Algorithm for modifying graph with negative cycles to be able to conduct Floyd-Warshall

algorithmsgraph theory

Just putting it out there, this is a homework question but I wanted to get a second opinion on my thoughts to see if my thought process was right.

Say we have an undirected graph $G = (V,E)$. We know that Floyd-Warshall algorithm finds all shortest paths (least weight) in a graph given G does not have negative cycles.

So, suppose we have a graph that does have a negative cycle.

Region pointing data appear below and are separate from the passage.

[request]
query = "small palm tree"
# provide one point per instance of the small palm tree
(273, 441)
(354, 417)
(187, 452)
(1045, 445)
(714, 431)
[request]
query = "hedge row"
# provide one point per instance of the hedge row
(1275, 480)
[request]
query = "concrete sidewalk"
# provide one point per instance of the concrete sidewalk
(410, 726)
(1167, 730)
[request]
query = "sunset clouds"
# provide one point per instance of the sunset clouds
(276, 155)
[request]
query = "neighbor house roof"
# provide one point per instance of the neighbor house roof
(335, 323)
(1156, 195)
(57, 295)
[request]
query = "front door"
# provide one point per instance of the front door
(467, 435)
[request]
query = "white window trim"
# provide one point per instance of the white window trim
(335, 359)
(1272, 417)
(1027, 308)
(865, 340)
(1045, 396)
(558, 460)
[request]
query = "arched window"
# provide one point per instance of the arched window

The question asks, is there an algorithm that we can create to enable Floyd-Warshall to work on this graph?

My logic: If we have a graph with a negative cycle in it, there is a finite smallest (most-negative) weight (i.e. there is a weight of $-4$ on an edge and no edge has a weight less than $-4$). Therefore, in $O(|E|)$ time, I traverse the graph to find the smallest weight. Then, I can add the absolute value of the smallest weight to each edge. We would alter the graph by adding this smallest weight to each edge. Thus, there will not be any negative cycles as each weight should now be positive. We can now run Floyd-Warshall on our graph.

As far as my logic goes, are there any flaws that are obvious? Would this be a viable solution?

Best Answer

Adding a constant to the weights of all edges does not preserve the relative order of paths.

For example, a path with edge weights $1,2,3$ is better than a path with edge weights $4,5$, since $1+2+3=6$ and $4+5=9$. But if you find an edge with weight $-10$ and add $10$ to every edge to fix this, the first path now weights $11+12+13 = 36$ and the second one only weighs $14+15 = 29$.

You might also ask what it means to even have a shortest path in a graph with negative edge cycles, given that we can find such a cycle, go around it a billion times, and then keep going.